88. The method of claim 87, wherein the immune response is an autoimmune response.

89. The method of claim 87, wherein the immune response is an inflammatory response.

90. A method of monitoring an immune response in a subject, comprising isolating a population of T cells from the subject at a first time point, determining a first ratio of T cell subtypes within the T cell population at the first time point, isolating a population of T cells from the subject at a second time point, determining a second ratio of T cell subtypes within the T cell population at the second time point, and comparing the first and second ratio of T cell subtypes, wherein a change in the first and second detected ratios indicates a change in the immune response in the subject.

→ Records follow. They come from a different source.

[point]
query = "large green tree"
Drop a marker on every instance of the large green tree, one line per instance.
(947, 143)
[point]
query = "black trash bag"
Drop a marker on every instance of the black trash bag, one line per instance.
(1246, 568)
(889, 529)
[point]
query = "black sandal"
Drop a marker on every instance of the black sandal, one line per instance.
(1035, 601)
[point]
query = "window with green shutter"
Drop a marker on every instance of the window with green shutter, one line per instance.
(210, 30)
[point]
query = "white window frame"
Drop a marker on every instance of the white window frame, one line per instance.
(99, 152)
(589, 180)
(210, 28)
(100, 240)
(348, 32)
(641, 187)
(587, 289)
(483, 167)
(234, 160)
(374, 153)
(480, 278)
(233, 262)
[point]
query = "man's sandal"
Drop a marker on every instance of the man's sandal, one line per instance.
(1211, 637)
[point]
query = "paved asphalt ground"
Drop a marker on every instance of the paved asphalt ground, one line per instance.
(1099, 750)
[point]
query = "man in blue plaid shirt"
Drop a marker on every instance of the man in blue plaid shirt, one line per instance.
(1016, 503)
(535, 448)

91. The method of claim 90, wherein the first ratio and the second ratio comprise a comparison of the level of Thl7 cells to non-Thl7 cells in the first and second T cell populations.

92. The method of claim 90, wherein the non-Thl7 cell is a regulatory T cell (Treg).

93. The method of claim 90, wherein the first ratio and the second ratio comprise a comparison of the level of pathogenic Thl7 cells to non-pathogenic Thl7 cells in the first and second T cell populations.

94. The method of claim 90, wherein the immune response is an autoimmune response.

95. The method of claim 90, wherein the immune response is an inflammatory response.